All Apps and Add-ons

Errors when executing map reduce searches with Splunk Analytics for Hadoop

hortonew
Builder

I'm trying to do a simple | stats count over a virtual index and receiving errors. Thoughts on where to look for this one?

Splunk 7.3.3 / Splunk 8.x to EMR cluster with master and two slave nodes. It still produces a count, but I assume it's much slower than if it was doing a map-reduce on it.

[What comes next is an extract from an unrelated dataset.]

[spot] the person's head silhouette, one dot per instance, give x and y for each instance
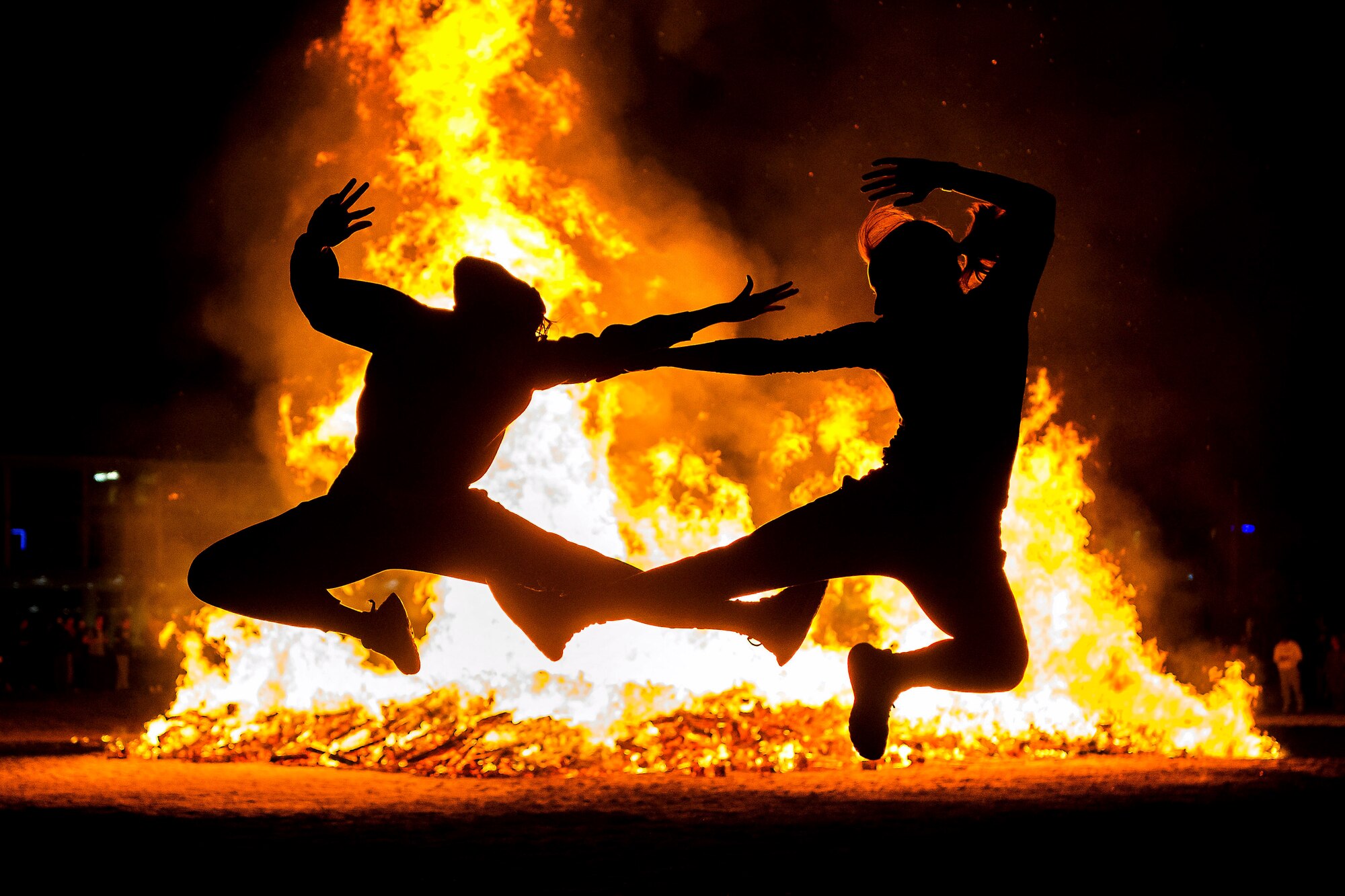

Exception - com.splunk.mr.JobStartException: Failed to start MapReduce job. Please consult search.log for more information. Message: [ Failed to start MapReduce job, name=SPLK_searchhead1.abc.corp.com_1580844860.138_0 ] and [ null ]

Edit:
Other testing performed:

  • Upgraded JDK from 1.7 to 1.8. No change to what works/doesn't work.
  • After adding vix.mapreduce.framework.name=yarn to indexes.conf and mapreduce.framework.name=yarn to yarn-site.xml, I get Exception - failed 2 times due to AM Container for appattempt_...
  • I've tested outside of splunk and still receive the AM Container error: yarn jar hadoop-streaming.jar streamjob -files wordSplitter.py -mapper wordSplitter.py -input input.txt -output wordCountOut -reducer aggregate
0 Karma
1 Solution

hortonew
Builder

The fix ended up being 2-fold:

  1. Making sure mapred-site.xml has the following: name mapreduce.framework.name set to value yarn

  2. to pull yarn-site.xml directly from what was in EMR master node (/usr/lib/hadoop-yarn/yarn-site.xml). Specifically, the yarn.application.classpath for EMR 5.28.0 is:
    $HADOOP_CONF_DIR,$HADOOP_COMMON_HOME/*,$HADOOP_COMMON_HOME/lib/*,$HADOOP_HDFS_HOME/*,$HADOOP_HDFS_HOME/lib/*,$HADOOP_MAPRED_HOME/*,$HADOOP_MAPRED_HOME/lib/*,$HADOOP_YARN_HOME/*,$HADOOP_YARN_HOME/lib/*,/usr/lib/hadoop-lzo/lib/*,/usr/share/aws/emr/emrfs/conf,/usr/share/aws/emr/emrfs/lib/*,/usr/share/aws/emr/emrfs/auxlib/*,/usr/share/aws/emr/lib/*,/usr/share/aws/emr/ddb/lib/emr-ddb-hadoop.jar,/usr/share/aws/emr/goodies/lib/emr-hadoop-goodies.jar,/usr/share/aws/emr/kinesis/lib/emr-kinesis-hadoop.jar,/usr/share/aws/emr/cloudwatch-sink/lib/*,/usr/share/aws/aws-java-sdk/*

Setting this resolved my latest issue.

View solution in original post

0 Karma

hortonew
Builder

The fix ended up being 2-fold:

  1. Making sure mapred-site.xml has the following: name mapreduce.framework.name set to value yarn

  2. to pull yarn-site.xml directly from what was in EMR master node (/usr/lib/hadoop-yarn/yarn-site.xml). Specifically, the yarn.application.classpath for EMR 5.28.0 is:
    $HADOOP_CONF_DIR,$HADOOP_COMMON_HOME/*,$HADOOP_COMMON_HOME/lib/*,$HADOOP_HDFS_HOME/*,$HADOOP_HDFS_HOME/lib/*,$HADOOP_MAPRED_HOME/*,$HADOOP_MAPRED_HOME/lib/*,$HADOOP_YARN_HOME/*,$HADOOP_YARN_HOME/lib/*,/usr/lib/hadoop-lzo/lib/*,/usr/share/aws/emr/emrfs/conf,/usr/share/aws/emr/emrfs/lib/*,/usr/share/aws/emr/emrfs/auxlib/*,/usr/share/aws/emr/lib/*,/usr/share/aws/emr/ddb/lib/emr-ddb-hadoop.jar,/usr/share/aws/emr/goodies/lib/emr-hadoop-goodies.jar,/usr/share/aws/emr/kinesis/lib/emr-kinesis-hadoop.jar,/usr/share/aws/emr/cloudwatch-sink/lib/*,/usr/share/aws/aws-java-sdk/*

Setting this resolved my latest issue.

0 Karma

hortonew
Builder

So my vix.mapreduce.framework.name was blank and I just set to yarn and now I get a different error. @rdagan_splunk or @jhornsby_splunk any ideas on this one?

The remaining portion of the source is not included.